Gunny slid down the trunk of the tree, oblivious to the blood seeping from his shoulder wound. “What difference does it make, boy? I just do it. Sometimes I remember, sometimes I don’t. None of them women was any good. At first, they act as if they don’t want it. But they do at the end, they all do. They do anything I want.”

“Even my wife?”

Gunny glanced away. “Now I didn’t know that at the time. I’m sorry about that one.”

“You’re sorry.” His voice became dead and lifeless. “What about Saints and Hobbs?”

Gunny shrugged, then grimaced in pain.

The shot startled all of them. Bark exploded from the tree next to Gunny’s head, and Trent threw himself to the side. Coming up off the ground, he saw Cruz taking a rifle away from Starking’s daughter. Whipping back around, his hand streaking for his gun, all he saw was empty space.

Gunny was gone.

Standing in the sunlit clearing, Trent looked past the girls at Cruz.

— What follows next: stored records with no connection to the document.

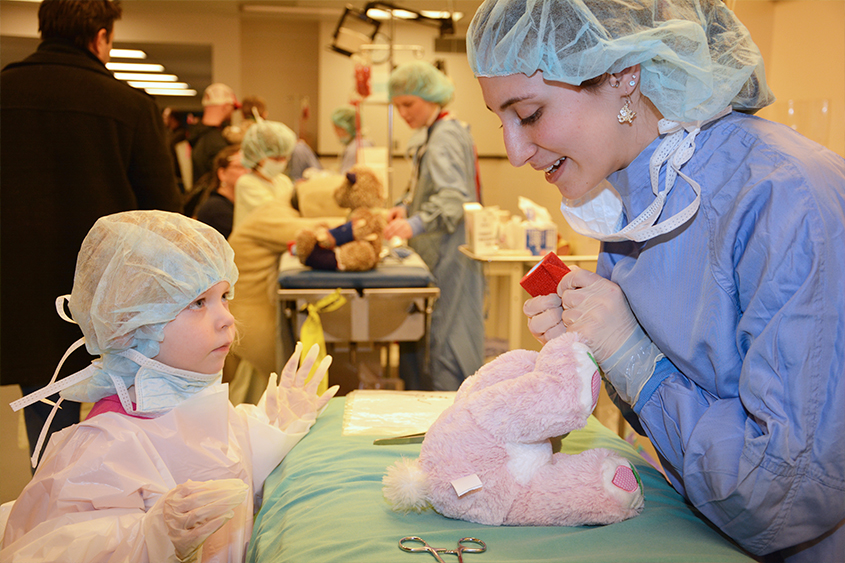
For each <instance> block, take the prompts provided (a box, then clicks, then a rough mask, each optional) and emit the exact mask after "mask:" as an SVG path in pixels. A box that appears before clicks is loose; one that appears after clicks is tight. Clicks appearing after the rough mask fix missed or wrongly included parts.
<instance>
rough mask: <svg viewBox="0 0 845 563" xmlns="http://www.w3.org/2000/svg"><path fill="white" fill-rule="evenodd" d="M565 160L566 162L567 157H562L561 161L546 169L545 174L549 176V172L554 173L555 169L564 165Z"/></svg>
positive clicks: (554, 163)
mask: <svg viewBox="0 0 845 563" xmlns="http://www.w3.org/2000/svg"><path fill="white" fill-rule="evenodd" d="M564 160H566V157H565V156H562V157H560V158H559V159H557V160H556V161H555V162H554V164H552V165H551V166H549V167H548V168H546V169H545V170H544V172H545V173H546V174H548V173H549V172H552V171H554V170H555V169H557V168H558V167H559V166H560V165H561V163H563V161H564Z"/></svg>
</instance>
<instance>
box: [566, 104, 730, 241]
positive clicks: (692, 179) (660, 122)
mask: <svg viewBox="0 0 845 563" xmlns="http://www.w3.org/2000/svg"><path fill="white" fill-rule="evenodd" d="M730 112H731V108H730V107H726V108H725V109H723V110H722V111H721V112H719V113H718V114H716V115H715V116H713V117H712V118H710V119H706V120H703V121H694V122H676V121H670V120H668V119H661V120H660V122H659V123H658V128H659V131H660V134H661V135H666V137H665V138H664V139H663V140H662V141H661V142H660V145H659V146H658V147H657V150H655V152H654V154H653V155H652V156H651V160H650V161H649V175H650V180H651V190H652V193H654V195H655V199H654V201H653V202H652V203H651V205H649V206H648V207H647V208H646V209H645V210H644V211H643V212H642V213H640V214H639V216H637V217H636V218H635V219H634V220H632V221H631V222H630V223H628V224H627V225H626V226H625V227H624V228H623V229H619V230H616V231H615V232H607V231H600V230H595V229H591V228H590V225H589V222H585V221H583V220H582V219H583V217H582V215H584V212H583V210H580V209H579V207H578V206H575V207H570V206H568V205H566V203H565V202H564V203H563V204H562V205H561V212H563V214H564V216H565V217H566V218H567V221H568V222H569V223H570V226H572V228H573V229H574V230H575V231H576V232H578V233H580V234H583V235H586V236H589V237H592V238H596V239H598V240H602V241H608V242H617V241H624V240H631V241H635V242H644V241H646V240H649V239H652V238H654V237H657V236H660V235H663V234H666V233H670V232H672V231H674V230H675V229H677V228H679V227H681V226H682V225H684V224H686V223H687V222H688V221H689V220H690V219H692V217H693V216H694V215H695V213H696V211H698V207H699V205H700V203H701V186H700V185H699V184H698V182H696V181H695V180H693V179H692V178H690V177H689V176H687V175H686V174H684V173H683V172H681V167H682V166H683V165H684V164H686V163H687V162H688V161H689V159H690V158H692V155H693V153H694V152H695V138H696V136H697V135H698V133H699V132H700V131H701V128H702V127H703V126H704V125H706V124H708V123H710V122H712V121H715V120H717V119H719V118H721V117H724V116H725V115H728V114H729V113H730ZM664 163H666V164H667V167H666V183H665V189H664V190H663V191H660V189H659V177H660V169H661V168H662V167H663V164H664ZM678 176H680V177H681V178H683V179H684V180H686V182H687V183H688V184H689V186H690V187H691V188H692V190H693V192H694V193H695V199H694V200H693V201H692V203H690V204H689V205H687V207H685V208H684V209H683V210H681V211H680V212H678V213H676V214H675V215H673V216H672V217H670V218H669V219H666V220H665V221H662V222H660V223H657V220H658V219H659V218H660V214H661V212H662V211H663V205H664V204H665V203H666V198H667V197H668V196H669V192H670V191H672V188H673V187H674V185H675V180H676V179H677V177H678ZM615 197H616V198H617V199H618V197H619V196H618V195H616V196H615ZM615 205H616V206H618V207H617V212H618V214H619V217H618V219H619V220H621V218H622V212H623V210H622V206H621V201H617V203H616V204H615ZM618 222H619V221H617V223H618ZM617 229H618V227H617Z"/></svg>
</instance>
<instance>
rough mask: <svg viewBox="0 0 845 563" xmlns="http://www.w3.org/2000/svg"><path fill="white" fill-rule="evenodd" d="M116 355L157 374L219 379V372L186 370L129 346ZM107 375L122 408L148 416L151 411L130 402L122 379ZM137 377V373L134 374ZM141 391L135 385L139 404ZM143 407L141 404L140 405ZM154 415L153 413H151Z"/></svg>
mask: <svg viewBox="0 0 845 563" xmlns="http://www.w3.org/2000/svg"><path fill="white" fill-rule="evenodd" d="M116 354H117V355H118V356H122V357H124V358H126V359H127V360H130V361H132V362H135V363H136V364H138V366H140V367H142V368H147V369H149V370H152V371H154V372H157V373H159V374H162V373H163V374H169V375H174V376H177V377H183V378H185V379H191V380H194V381H199V382H202V383H207V384H210V383H214V382H215V381H217V380H219V379H220V373H219V372H218V373H212V374H208V373H199V372H195V371H188V370H184V369H178V368H174V367H171V366H168V365H167V364H163V363H161V362H158V361H156V360H153V359H151V358H148V357H147V356H145V355H143V354H142V353H140V352H139V351H137V350H135V349H133V348H129V349H127V350H122V351H120V352H116ZM108 376H109V377H110V378H111V380H112V382H113V383H114V387H115V390H116V391H117V396H118V398H119V399H120V404H121V405H122V406H123V408H124V410H125V411H126V412H127V413H129V414H134V415H140V416H150V415H151V414H152V413H151V412H147V411H146V410H144V408H140V409H136V408H135V406H134V405H133V404H132V399H131V397H130V396H129V390H128V388H127V387H126V383H124V381H123V379H121V378H120V377H118V376H116V375H114V374H113V373H108ZM136 377H137V374H136ZM141 395H142V391H141V390H140V389H138V388H137V387H136V390H135V398H136V400H137V401H138V404H139V405H140V404H141V403H142V402H143V401H142V397H141ZM142 407H143V405H142ZM153 416H155V415H153Z"/></svg>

The man shrugged his shoulders eloquently. “I was watching you, not the girl. I didn’t think.”

Starking’s daughter tried to explain. “I’m sorry. I was just mad, I—”

Katie grabbed the girl’s shirtfront. “Don’t you realize what you have done? He’s loose again.”

“Katherine.” His voice was calm as his eyes searched the trees. “It’s nobody’s fault. We all messed up on this one.” He turned to the girl. “Are you all right, Miss Starking?”

The girl nodded curtly. “Yeah, I’m fine. Stupid, but fine.”

“Trent.” Cruz had moved across the clearing. “He got his rifle and knife.”

He was already thinking of the trail. A man on foot would be a lot harder to trail. “I noticed. He must not have been hurt as much as I thought.”